I don't have to play your games or fight you - I just need to cut you out & let God and the Universe deal with you.
Countless people, things, situations, and emotions have come and gone in that way - letting things go without feeling too remorseful about it was practically second nature to me (regardless of how invested I once was). Anything/Anyone that felt unhealthy, brought chaos or drama into my life, brought pain, played with my emotions or thoughts was easily recognized and removed from my presence.
Part of this came from me knowing that what is meant for me will find its/their way to me and stay, and that which doesn't pertain to me will present itself to be weeded out. The other part was me protecting a fragile heart from the countless hardships I've had to endure and grow from while I grew up - old wounds that healed but left sensitive scars.
Enduring and overcoming all that wasn't easy - by God's good graces and mercy alone was I able to survive and make it this far in life.
Sometimes, I feel like the reason I was born with this dual nature is because God knew it would be a great protection for me to have - the ability to empathize with others but see through their bullshit and cut to the heart of a problem or just cut out when necessary.
But as I get older, and life has done a complete turn around for me, I find it harder and harder to recognize that person I once was - The King of Swords is not on his throne, but rather sleeping in a secret chamber. His sword is still there, ready to wield if necessary, but in the hands of a boy it is not as swift or sure in its strike.
How is it that as a child, I was more like the King and now, as an adult, I am more like a boy?
The older I get, the more emotional, sensitive, loving, and caring I become. I'm free to love others deeply and without inhibitions.

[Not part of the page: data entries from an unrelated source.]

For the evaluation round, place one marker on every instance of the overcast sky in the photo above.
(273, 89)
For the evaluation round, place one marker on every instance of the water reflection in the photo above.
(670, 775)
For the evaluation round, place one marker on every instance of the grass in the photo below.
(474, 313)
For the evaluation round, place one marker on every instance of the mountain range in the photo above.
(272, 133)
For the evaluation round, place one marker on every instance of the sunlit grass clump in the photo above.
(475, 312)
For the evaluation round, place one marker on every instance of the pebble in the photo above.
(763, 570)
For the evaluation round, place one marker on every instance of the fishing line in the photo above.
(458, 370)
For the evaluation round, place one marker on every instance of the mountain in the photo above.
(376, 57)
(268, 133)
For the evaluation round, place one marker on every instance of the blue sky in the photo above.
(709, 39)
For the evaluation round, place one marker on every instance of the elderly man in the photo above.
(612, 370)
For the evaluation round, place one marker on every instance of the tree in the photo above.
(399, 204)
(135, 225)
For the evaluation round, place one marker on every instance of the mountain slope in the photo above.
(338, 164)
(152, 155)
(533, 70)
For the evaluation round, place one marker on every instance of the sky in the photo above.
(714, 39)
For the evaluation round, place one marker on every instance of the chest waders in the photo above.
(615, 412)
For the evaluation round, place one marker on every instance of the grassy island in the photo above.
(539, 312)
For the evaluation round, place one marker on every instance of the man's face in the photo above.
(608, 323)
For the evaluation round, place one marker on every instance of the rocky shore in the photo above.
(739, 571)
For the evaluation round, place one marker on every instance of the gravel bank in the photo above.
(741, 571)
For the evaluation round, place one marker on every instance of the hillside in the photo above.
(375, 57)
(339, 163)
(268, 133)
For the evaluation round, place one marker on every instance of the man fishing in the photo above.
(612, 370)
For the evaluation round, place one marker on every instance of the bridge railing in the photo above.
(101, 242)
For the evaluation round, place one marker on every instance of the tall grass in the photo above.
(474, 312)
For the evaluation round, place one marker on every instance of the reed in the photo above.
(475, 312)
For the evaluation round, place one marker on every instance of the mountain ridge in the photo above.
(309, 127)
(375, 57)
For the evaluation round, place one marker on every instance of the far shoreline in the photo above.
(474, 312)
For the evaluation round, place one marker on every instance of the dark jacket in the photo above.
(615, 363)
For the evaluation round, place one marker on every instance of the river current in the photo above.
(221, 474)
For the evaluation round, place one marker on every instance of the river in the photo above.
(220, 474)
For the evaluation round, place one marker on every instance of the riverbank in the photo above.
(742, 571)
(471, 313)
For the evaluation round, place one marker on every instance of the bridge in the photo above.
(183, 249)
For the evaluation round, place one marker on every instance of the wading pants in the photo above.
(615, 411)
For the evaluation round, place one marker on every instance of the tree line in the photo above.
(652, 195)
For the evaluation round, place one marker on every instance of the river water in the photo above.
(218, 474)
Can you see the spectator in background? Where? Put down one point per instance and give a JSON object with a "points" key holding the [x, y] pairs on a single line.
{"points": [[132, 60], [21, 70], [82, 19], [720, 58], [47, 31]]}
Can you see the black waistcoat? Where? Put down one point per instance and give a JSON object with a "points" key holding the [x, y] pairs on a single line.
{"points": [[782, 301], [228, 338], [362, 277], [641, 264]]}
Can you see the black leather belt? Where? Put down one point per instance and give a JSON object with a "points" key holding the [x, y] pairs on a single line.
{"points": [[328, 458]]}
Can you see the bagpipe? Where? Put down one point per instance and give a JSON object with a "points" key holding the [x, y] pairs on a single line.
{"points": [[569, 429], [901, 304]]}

My heart swells with joy and warmth for those people around me who I have allowed into my life and who I love so much (even the ones who sometimes take more than they give)
That in turn, makes it harder to wield the sword or call upon the King to take blade in hand and deal the severing and final blow.
What do you do when your heart & mind are on parallel paths having to choose between the forks in the road that will unite them or pull them further apart?
How do you wield a sword under the force of a tidal wave?
How do you make a choice between wanting to have faith in a situation or moving on in truth and clarity?